Network Magazine readers who responded to a recent survey on disaster recovery said they would slightly increase their disaster recovery spending in 2005. Over the next three years, they plan to buy more backup storage, cell phones, emergency contact databases, and mirrored servers, as well as establish remote data centers.

A promising technology to look out for as you plan ahead is storage grids. "Vendors are starting to say this is their future," says Randy Kerns, senior partner at the Evaluator Group. "The idea behind the storage grid is to federate a lot of granular storage systems and have them replicate data amongst themselves so that you never have an exposure. Then you add intelligence into the grid to control that replication. We'll see this develop over the next two to three years." HP and NetApp are working on storage grid offerings.Senior Technology Editor Penny Lunt Crosman can be reached at [email protected].

Disaster Recovery Tips

There's much to consider about business continuity and how to handle people, processes, and technology when storms, terrorists, or aggressive spambots strike. Experts and survivors offer a few suggestions to help your recovery effort:

Have a well-thought-out plan. While most network managers are already overworked, certain basics must be defined, documented, reviewed, and practiced, says John Medaska, vice president at Relational Technology Services, an IT consulting firm. If the data center goes down, which executives need to be notified? Who's responsible for finding the tapes and getting systems backed up? Which servers need to be restored first? Such procedures should be determined with the feedback and support of C-level executives, written down, and kept in more than one safe place. The plan should also be kept up-to-date with a current inventory of all hardware and software.Don't wait to declare an emergency. When the first hurricane hit Florida last year, says Peggy Pinkerton, PLC systems manager at Proudfoot Consulting in Palm Beach Gardens, "All that happened was that we lost power.

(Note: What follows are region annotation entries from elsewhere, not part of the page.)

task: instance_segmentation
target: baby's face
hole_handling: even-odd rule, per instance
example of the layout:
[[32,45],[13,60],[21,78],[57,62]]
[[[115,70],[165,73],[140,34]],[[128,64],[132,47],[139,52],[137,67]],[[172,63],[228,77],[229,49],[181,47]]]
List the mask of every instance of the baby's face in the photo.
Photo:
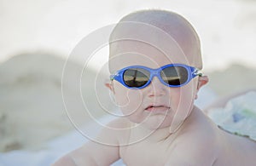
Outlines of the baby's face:
[[[113,71],[131,66],[156,69],[168,64],[192,66],[178,47],[167,47],[161,41],[160,50],[138,41],[120,41],[112,44],[110,65]],[[166,49],[165,49],[166,48]],[[113,81],[115,100],[123,114],[131,122],[154,129],[182,123],[190,113],[197,92],[197,79],[179,88],[164,85],[157,77],[143,89],[128,89]]]

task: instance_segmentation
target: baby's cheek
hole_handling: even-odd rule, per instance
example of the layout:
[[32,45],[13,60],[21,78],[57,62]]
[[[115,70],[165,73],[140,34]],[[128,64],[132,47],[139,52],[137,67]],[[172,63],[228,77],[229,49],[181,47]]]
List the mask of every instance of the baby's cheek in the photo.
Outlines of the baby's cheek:
[[134,113],[141,106],[143,100],[140,90],[125,87],[119,87],[115,90],[115,100],[124,115]]

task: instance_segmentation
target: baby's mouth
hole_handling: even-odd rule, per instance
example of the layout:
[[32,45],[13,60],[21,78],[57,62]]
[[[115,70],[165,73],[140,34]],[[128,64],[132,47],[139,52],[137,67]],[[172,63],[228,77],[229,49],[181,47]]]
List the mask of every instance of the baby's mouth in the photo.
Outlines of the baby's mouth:
[[148,106],[145,110],[148,112],[166,112],[169,110],[170,107],[164,106],[164,105],[160,105],[160,106]]

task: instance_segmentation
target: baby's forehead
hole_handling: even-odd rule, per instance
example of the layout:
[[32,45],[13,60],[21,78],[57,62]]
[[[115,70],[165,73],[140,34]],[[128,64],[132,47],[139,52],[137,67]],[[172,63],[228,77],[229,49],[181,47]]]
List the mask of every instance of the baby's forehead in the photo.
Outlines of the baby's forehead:
[[143,14],[128,15],[116,26],[110,37],[110,58],[130,52],[153,60],[164,55],[201,68],[200,42],[188,21],[176,14]]

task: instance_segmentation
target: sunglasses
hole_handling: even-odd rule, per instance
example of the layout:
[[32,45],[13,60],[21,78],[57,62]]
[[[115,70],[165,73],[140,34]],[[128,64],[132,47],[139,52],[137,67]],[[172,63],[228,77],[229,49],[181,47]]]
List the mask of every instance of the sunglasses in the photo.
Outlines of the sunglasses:
[[151,69],[142,66],[132,66],[118,71],[110,76],[128,89],[143,89],[147,87],[155,76],[168,87],[182,87],[196,76],[198,69],[183,64],[169,64],[158,69]]

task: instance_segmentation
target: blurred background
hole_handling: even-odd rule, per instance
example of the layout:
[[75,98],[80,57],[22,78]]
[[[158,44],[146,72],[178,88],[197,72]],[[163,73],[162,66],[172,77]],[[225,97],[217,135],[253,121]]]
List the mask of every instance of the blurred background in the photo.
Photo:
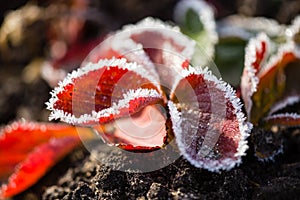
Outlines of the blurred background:
[[[109,31],[153,16],[172,20],[176,0],[0,1],[0,125],[47,121],[45,102],[55,82],[80,65]],[[216,19],[265,16],[288,24],[299,0],[208,0]],[[51,65],[57,71],[47,68]]]

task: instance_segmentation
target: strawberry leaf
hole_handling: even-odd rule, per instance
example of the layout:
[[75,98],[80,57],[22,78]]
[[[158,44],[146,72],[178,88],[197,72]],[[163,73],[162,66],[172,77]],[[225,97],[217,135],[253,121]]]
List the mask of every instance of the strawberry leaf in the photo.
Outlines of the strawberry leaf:
[[300,127],[300,114],[284,113],[274,114],[264,119],[266,126],[286,126],[286,127]]
[[[80,130],[79,130],[80,129]],[[14,122],[0,133],[0,177],[7,184],[0,197],[13,196],[33,185],[47,170],[80,143],[90,129],[62,124]]]
[[162,101],[156,81],[141,65],[125,59],[90,63],[54,89],[47,103],[50,119],[91,125],[134,114]]
[[251,129],[239,99],[207,69],[190,68],[182,77],[168,103],[181,153],[196,167],[231,169],[241,162]]
[[[241,91],[251,122],[257,124],[278,101],[285,89],[284,68],[299,57],[293,42],[279,45],[275,55],[266,54],[267,37],[260,34],[246,48]],[[265,43],[265,44],[264,44]],[[267,59],[269,57],[269,59]]]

We expected to get it back within a day or two, but it took much longer than we thought." In fact, the company's servers were down for a couple of days. Lesson learned: Don't wait for things to improve--declare at the point of disaster.

Plan for the worst. The 2004 hurricanes affected several states, as did the September 11th attack and other disasters of the last few years. Having a redundant data center in the same city or state is no longer enough protection. Replication and other disaster recovery technologies should ideally be located 200 miles or more away and tested at least every six months. Employees should know who to call and where to report if your company's building is destroyed.

The Trouble With Tape

Many network and IT managers are disillusioned with tape because it's unreliable and cumbersome. Ian Butler, technical analyst for the University of Oklahoma's Biological Survey research department, is a prime example. As at many colleges and small businesses, professors and researchers at the university keep files and data on PCs and laptops, not always bothering to save to a network server or perform disciplined backup. Network servers used to be backed up with a single 8mm tape drive, but two tape disasters made Butler sick of tape: First, a disk crashed that had a configuration file that wasn't backed up. The data was eventually restored, but with a lot of effort. Then a SCSI failure on a tape drive mangled the tape.As data volumes grew, the drives needed to be fed more and more tapes. Butler had many other things to do and needed a more hands-off solution. He settled on two Adaptec Snap Servers--a 4400 and a 4500--in a RAID 5 configuration with one-way mirroring. They were each up and running within a few minutes. Users could use their normal Windows logins, and network users appeared in the configuration immediately.

While the Snap Servers haven't been completely trouble-free, their problems are much easier to fix. When a disk crashed recently, a hot spare filled in. When a fan on the other Snap died, Adaptec sent a new one (the university purchased support along with the hardware).